Envoyez également, s’il en existe de sérieux et tout à fait modernes et pratiques, un Manuel complet du fabricant d’instruments de précision.
Vous remerciant cordialement.
RIMBAUD
AUX SIENS
Aden, le 15 janvier 1885
...
Mon travail ici consiste à faire des achats de cafés. J’achète environ deux cent mille francs par mois. En 1883, j’avais acheté plus de 3 millions dans l’année, et mon bénéfice là-dessus n’est riend e plus que mes malheureux appointements, soit trois, quatre mille francs par an : vous voyez que les emplois sont mal payés partout. Il est vrai que l’ancienne maison a fait une faillite de neuf cent mille francs, mais non attribuable aux affaires d’Aden , qui, si elles ne laissaient pas de bénéfice, ne perdaient au moins rien. J’achète aussi beaucoup d’autres choses : des gommes, encens, plumes d’autruche, ivoire, cuirs secs, girofles, etc., etc.

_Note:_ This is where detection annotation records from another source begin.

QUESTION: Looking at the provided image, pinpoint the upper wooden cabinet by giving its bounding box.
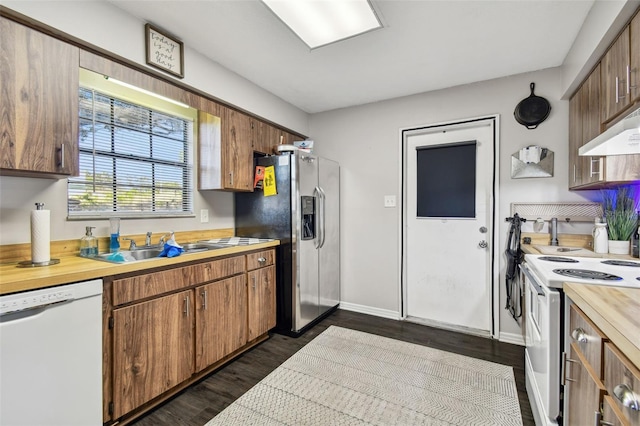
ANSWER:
[569,8,640,189]
[0,17,79,178]
[600,27,631,123]
[198,105,300,191]
[629,13,640,102]
[198,108,253,191]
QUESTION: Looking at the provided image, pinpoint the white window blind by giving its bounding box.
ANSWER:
[68,87,193,218]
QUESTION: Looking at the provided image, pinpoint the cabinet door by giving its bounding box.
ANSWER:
[604,343,640,426]
[629,13,640,102]
[569,85,584,188]
[247,266,276,341]
[113,290,194,418]
[600,395,629,426]
[600,27,631,123]
[0,17,80,176]
[196,274,247,372]
[222,108,253,191]
[565,342,605,426]
[579,65,604,184]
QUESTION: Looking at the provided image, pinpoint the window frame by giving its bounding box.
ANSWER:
[67,84,197,220]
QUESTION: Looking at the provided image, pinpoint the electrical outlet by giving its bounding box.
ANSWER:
[200,209,209,223]
[384,195,396,207]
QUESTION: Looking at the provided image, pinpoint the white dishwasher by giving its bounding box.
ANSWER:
[0,280,102,426]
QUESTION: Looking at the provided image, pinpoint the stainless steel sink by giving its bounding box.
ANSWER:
[89,243,229,263]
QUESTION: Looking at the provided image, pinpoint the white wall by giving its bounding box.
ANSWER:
[310,68,604,334]
[0,1,309,244]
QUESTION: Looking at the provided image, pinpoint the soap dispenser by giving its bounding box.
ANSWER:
[80,226,98,257]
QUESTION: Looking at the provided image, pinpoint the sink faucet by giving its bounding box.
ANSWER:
[158,232,173,246]
[122,237,137,250]
[549,217,558,246]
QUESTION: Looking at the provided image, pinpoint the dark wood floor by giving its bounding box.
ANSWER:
[134,310,535,426]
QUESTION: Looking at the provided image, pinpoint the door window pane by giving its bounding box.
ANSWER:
[416,141,476,218]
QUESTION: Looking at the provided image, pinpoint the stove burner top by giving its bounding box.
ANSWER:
[553,269,622,281]
[540,256,578,263]
[600,260,640,268]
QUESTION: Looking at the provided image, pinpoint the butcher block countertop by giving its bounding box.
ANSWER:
[0,240,280,295]
[563,282,640,367]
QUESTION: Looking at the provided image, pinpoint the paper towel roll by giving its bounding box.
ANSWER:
[31,210,51,263]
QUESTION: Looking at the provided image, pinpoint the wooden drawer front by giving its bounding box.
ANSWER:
[569,305,606,379]
[192,256,245,283]
[565,342,605,426]
[113,267,195,306]
[604,343,640,426]
[247,250,276,271]
[601,395,629,426]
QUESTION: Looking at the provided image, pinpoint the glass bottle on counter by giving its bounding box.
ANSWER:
[109,217,120,253]
[631,212,640,258]
[80,226,98,257]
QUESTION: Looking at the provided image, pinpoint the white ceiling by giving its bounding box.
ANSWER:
[110,0,594,113]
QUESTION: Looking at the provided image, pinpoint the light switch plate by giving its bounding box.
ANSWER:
[384,195,396,207]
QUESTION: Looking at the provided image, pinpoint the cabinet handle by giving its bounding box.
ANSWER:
[589,158,602,178]
[58,142,64,169]
[613,383,640,411]
[560,352,578,386]
[571,327,589,343]
[202,290,207,310]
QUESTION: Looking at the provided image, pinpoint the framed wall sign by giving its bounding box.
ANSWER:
[144,24,184,78]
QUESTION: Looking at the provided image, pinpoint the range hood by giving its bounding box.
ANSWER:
[578,108,640,156]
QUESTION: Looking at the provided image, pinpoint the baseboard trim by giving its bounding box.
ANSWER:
[498,332,525,346]
[339,302,401,320]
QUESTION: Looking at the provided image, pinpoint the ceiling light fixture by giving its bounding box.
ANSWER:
[104,75,190,108]
[262,0,382,49]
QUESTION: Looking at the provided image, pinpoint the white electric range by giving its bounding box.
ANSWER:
[520,254,640,425]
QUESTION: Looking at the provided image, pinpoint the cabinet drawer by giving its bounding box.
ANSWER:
[569,305,606,379]
[247,250,276,271]
[601,395,629,426]
[604,343,640,426]
[192,256,245,283]
[113,267,195,306]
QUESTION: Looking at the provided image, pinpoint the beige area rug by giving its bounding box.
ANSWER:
[206,326,522,426]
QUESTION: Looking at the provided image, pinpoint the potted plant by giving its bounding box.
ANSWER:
[602,186,638,254]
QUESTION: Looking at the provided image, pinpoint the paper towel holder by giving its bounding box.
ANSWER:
[18,259,60,268]
[511,145,553,179]
[17,203,60,268]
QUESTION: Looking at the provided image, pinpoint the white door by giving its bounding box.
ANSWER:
[403,118,495,335]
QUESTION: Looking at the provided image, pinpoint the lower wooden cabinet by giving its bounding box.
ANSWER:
[564,304,640,426]
[195,274,248,371]
[600,395,629,426]
[565,342,605,426]
[113,290,194,418]
[604,343,640,426]
[103,249,276,423]
[248,266,276,340]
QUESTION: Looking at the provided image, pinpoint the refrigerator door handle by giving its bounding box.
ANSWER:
[318,187,327,248]
[313,186,324,249]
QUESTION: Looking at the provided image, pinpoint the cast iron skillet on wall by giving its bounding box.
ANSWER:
[513,83,551,130]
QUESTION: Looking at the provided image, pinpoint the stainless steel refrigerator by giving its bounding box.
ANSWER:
[235,151,340,336]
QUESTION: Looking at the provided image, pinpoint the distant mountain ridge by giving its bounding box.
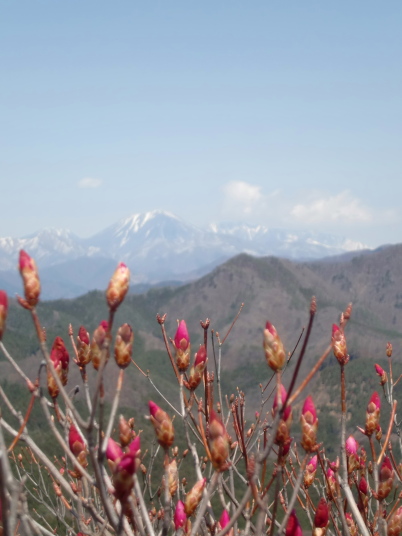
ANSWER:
[0,210,366,299]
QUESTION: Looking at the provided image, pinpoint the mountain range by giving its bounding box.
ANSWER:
[1,245,402,445]
[0,211,366,299]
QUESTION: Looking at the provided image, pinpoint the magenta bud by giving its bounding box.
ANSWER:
[346,436,359,456]
[174,320,190,350]
[128,436,141,456]
[106,437,123,462]
[173,501,187,530]
[219,509,230,529]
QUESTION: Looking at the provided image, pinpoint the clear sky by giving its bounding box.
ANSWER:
[0,0,402,246]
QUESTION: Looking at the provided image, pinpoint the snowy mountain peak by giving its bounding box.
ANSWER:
[0,210,368,296]
[117,210,179,233]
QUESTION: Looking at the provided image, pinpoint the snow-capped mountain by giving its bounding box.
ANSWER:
[0,228,90,270]
[0,211,367,297]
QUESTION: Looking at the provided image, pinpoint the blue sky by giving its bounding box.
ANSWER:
[0,0,402,246]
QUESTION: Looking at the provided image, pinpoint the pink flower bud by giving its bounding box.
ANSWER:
[219,509,230,529]
[184,478,207,516]
[332,324,349,365]
[91,320,109,370]
[188,344,207,391]
[263,322,286,372]
[68,423,85,456]
[106,262,130,311]
[359,476,368,495]
[327,467,336,497]
[345,512,358,536]
[68,423,88,478]
[173,501,187,530]
[387,506,402,536]
[114,324,134,368]
[377,456,394,500]
[77,326,91,367]
[128,436,141,458]
[272,384,292,445]
[47,337,70,398]
[149,400,174,449]
[314,497,329,529]
[374,363,388,385]
[285,510,303,536]
[366,391,381,436]
[345,436,359,456]
[300,396,318,452]
[19,249,40,308]
[345,436,361,474]
[173,320,191,372]
[303,455,317,489]
[0,290,8,341]
[106,437,123,462]
[113,452,137,504]
[119,415,133,447]
[209,410,229,471]
[164,459,179,497]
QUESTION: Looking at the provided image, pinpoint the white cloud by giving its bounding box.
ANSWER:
[77,177,102,188]
[290,190,373,224]
[223,181,264,216]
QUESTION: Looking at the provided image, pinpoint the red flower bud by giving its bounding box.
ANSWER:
[164,459,179,497]
[285,510,303,536]
[114,324,134,368]
[77,326,91,367]
[184,478,207,516]
[68,423,88,472]
[377,456,394,500]
[173,501,187,530]
[300,396,318,452]
[345,436,360,474]
[119,415,133,447]
[106,437,123,462]
[272,384,292,445]
[209,410,229,471]
[359,476,368,495]
[47,337,70,398]
[188,344,207,391]
[0,290,8,341]
[374,363,388,385]
[366,391,381,436]
[303,455,317,488]
[19,249,40,309]
[314,497,329,534]
[327,467,336,497]
[332,324,349,365]
[173,320,191,372]
[91,320,109,370]
[149,400,174,449]
[387,506,402,536]
[128,436,141,458]
[262,322,286,372]
[106,262,130,311]
[345,512,358,536]
[345,436,359,456]
[113,452,138,504]
[219,509,230,529]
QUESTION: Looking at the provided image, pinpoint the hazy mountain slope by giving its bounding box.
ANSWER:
[1,247,402,436]
[0,211,370,299]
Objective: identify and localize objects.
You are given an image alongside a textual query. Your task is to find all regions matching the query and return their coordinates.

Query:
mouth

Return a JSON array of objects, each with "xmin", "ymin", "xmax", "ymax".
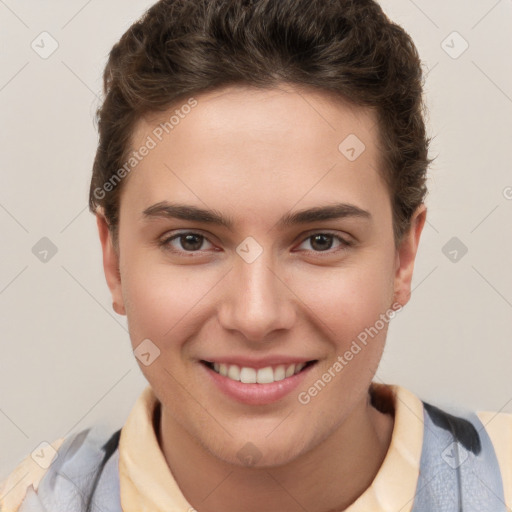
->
[{"xmin": 201, "ymin": 359, "xmax": 318, "ymax": 384}]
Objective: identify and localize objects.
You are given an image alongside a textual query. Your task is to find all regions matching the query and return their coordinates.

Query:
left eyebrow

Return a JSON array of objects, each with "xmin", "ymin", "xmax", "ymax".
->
[{"xmin": 142, "ymin": 201, "xmax": 372, "ymax": 230}]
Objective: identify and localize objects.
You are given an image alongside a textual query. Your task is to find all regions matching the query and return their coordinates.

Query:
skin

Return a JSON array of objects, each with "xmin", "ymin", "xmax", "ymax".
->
[{"xmin": 97, "ymin": 85, "xmax": 426, "ymax": 512}]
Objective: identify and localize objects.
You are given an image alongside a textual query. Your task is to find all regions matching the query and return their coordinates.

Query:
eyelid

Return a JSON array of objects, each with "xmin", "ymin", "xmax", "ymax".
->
[{"xmin": 157, "ymin": 229, "xmax": 355, "ymax": 256}]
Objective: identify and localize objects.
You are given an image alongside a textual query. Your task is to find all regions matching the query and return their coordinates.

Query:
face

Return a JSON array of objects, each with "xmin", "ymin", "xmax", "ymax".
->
[{"xmin": 98, "ymin": 86, "xmax": 425, "ymax": 465}]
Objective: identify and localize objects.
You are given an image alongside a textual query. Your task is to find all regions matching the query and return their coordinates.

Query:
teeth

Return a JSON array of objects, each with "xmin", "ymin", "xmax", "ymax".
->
[{"xmin": 208, "ymin": 363, "xmax": 306, "ymax": 384}]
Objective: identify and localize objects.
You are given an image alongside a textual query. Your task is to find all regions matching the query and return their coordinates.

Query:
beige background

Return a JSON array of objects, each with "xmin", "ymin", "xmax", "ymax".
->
[{"xmin": 0, "ymin": 0, "xmax": 512, "ymax": 478}]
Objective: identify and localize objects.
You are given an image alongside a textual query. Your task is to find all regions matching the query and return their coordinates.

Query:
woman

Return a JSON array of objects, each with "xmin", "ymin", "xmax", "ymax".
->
[{"xmin": 1, "ymin": 0, "xmax": 512, "ymax": 512}]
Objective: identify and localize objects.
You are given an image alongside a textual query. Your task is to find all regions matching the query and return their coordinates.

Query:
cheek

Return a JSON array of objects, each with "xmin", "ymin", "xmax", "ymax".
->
[
  {"xmin": 291, "ymin": 251, "xmax": 394, "ymax": 338},
  {"xmin": 122, "ymin": 258, "xmax": 215, "ymax": 348}
]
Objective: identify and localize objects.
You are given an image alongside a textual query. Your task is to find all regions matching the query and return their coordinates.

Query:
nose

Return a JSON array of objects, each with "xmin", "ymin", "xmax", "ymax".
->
[{"xmin": 219, "ymin": 251, "xmax": 296, "ymax": 343}]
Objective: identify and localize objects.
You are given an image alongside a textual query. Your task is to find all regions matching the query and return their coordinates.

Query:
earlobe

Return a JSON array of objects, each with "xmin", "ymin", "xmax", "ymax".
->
[
  {"xmin": 394, "ymin": 204, "xmax": 427, "ymax": 306},
  {"xmin": 96, "ymin": 211, "xmax": 126, "ymax": 315}
]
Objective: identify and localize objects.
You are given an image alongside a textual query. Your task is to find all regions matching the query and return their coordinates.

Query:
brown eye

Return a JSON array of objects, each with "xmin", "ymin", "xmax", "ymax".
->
[
  {"xmin": 301, "ymin": 232, "xmax": 352, "ymax": 254},
  {"xmin": 160, "ymin": 232, "xmax": 214, "ymax": 253}
]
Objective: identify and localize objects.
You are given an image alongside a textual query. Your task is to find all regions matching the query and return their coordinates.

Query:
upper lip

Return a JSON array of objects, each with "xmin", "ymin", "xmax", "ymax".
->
[{"xmin": 201, "ymin": 356, "xmax": 316, "ymax": 369}]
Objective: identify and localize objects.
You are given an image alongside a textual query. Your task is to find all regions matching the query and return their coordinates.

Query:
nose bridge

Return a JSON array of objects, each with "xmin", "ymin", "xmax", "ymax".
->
[{"xmin": 221, "ymin": 244, "xmax": 293, "ymax": 341}]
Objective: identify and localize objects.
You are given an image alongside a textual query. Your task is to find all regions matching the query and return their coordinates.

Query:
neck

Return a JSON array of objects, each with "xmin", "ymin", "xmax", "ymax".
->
[{"xmin": 157, "ymin": 394, "xmax": 393, "ymax": 512}]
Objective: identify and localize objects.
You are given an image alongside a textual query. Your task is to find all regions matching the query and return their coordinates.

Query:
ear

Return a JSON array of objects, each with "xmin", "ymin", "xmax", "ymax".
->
[
  {"xmin": 394, "ymin": 203, "xmax": 427, "ymax": 306},
  {"xmin": 96, "ymin": 210, "xmax": 126, "ymax": 315}
]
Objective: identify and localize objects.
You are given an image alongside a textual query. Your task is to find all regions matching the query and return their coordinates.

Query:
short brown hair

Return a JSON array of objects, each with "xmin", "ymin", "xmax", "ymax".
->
[{"xmin": 89, "ymin": 0, "xmax": 430, "ymax": 245}]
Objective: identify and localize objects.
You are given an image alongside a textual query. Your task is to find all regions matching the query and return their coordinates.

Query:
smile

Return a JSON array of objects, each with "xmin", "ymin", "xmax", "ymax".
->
[{"xmin": 201, "ymin": 361, "xmax": 316, "ymax": 384}]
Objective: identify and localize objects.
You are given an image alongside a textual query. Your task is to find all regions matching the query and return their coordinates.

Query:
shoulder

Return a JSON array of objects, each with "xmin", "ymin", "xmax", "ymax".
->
[
  {"xmin": 0, "ymin": 425, "xmax": 120, "ymax": 512},
  {"xmin": 476, "ymin": 411, "xmax": 512, "ymax": 507},
  {"xmin": 0, "ymin": 437, "xmax": 65, "ymax": 512}
]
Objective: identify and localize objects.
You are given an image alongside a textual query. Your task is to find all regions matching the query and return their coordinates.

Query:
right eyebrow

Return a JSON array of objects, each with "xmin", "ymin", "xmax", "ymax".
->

Je ne vous envoie pas ma photographie ; j’évite avec soin tous les frais inutiles. Je suis d’ailleurs toujours mal habillé ; on ne peut se vêtir ici que de cotonnades très légères ; les gens qui ont passé quelques années ici ne peuvent plus passer l’hiver en Europe, ils crèveraient de suite par quelque fluxion de poitrine. Si je reviens, ce ne sera donc jamais qu’en été ; et je serai forcé de redescendre en hiver au moins, vers la Méditerranée. En tous cas, ne comptez pas que mon humeur deviendrait moins vagabonde, au contraire, si j’avais le moyen de voyager sans être forcé de séjourner pour travailler et gagner l’existence, on ne me verrait pas deux mois à la même place. Le monde est très grand et plein de contrées magnifiques que l’existence de mille hommes ne suffirait pas à visiter. Mais, d’un autre côté je ne voudrais pas vagabonder dans la misère, je voudrais avoir quelques milliers de francs de rentes et pouvoir passer l’année dans deux ou trois contrées différentes, en vivant modestement et en faisant quelques petits trafics pour payer mes frais. Mais pour vivre toujours au même lieu, je trouverai toujours cela très malheureux. Enfin, le plus probable, c’est qu’on va plutôt où l’on ne veut pas, et que l’on fait plutôt ce qu’on ne voudrait pas faire, et qu’on vit et décède tout autrement qu’on ne voudrait jamais, sans espoir d’aucune espèce de compensation.
Pour les Corans, je les ai reçus il y a longemps, il y a juste un an, au Harar même. Quant aux autres livres, ils ont dû en effet être vendus. Je voudrais bien vous faire envoyer quelques livres, mais j’ai déjà perdu de l’argent à cela. Pourtant, je n’ai aucune distraction, ici, où il n’y a ni journaux, ni bibliothèques, et où l’on vit comme des sauvages.
Écrivez cependant à la librairie Hachette, je crois, et demandez quelle est la plus récente édition du Dictionnaire de Commerce et de Navigation, de Guillaumin. - S’il y a une édition récente, d’après 1880, vous pouvez me l’envoyer : il y a deux gros volumes, ça coûte cent francs, mais on peut avoir cela au rabais chez Sauton. Mais s’il n’y a que de vieilles éditions, je n’en veux pas. - Attendez ma prochaine lettre pour cela.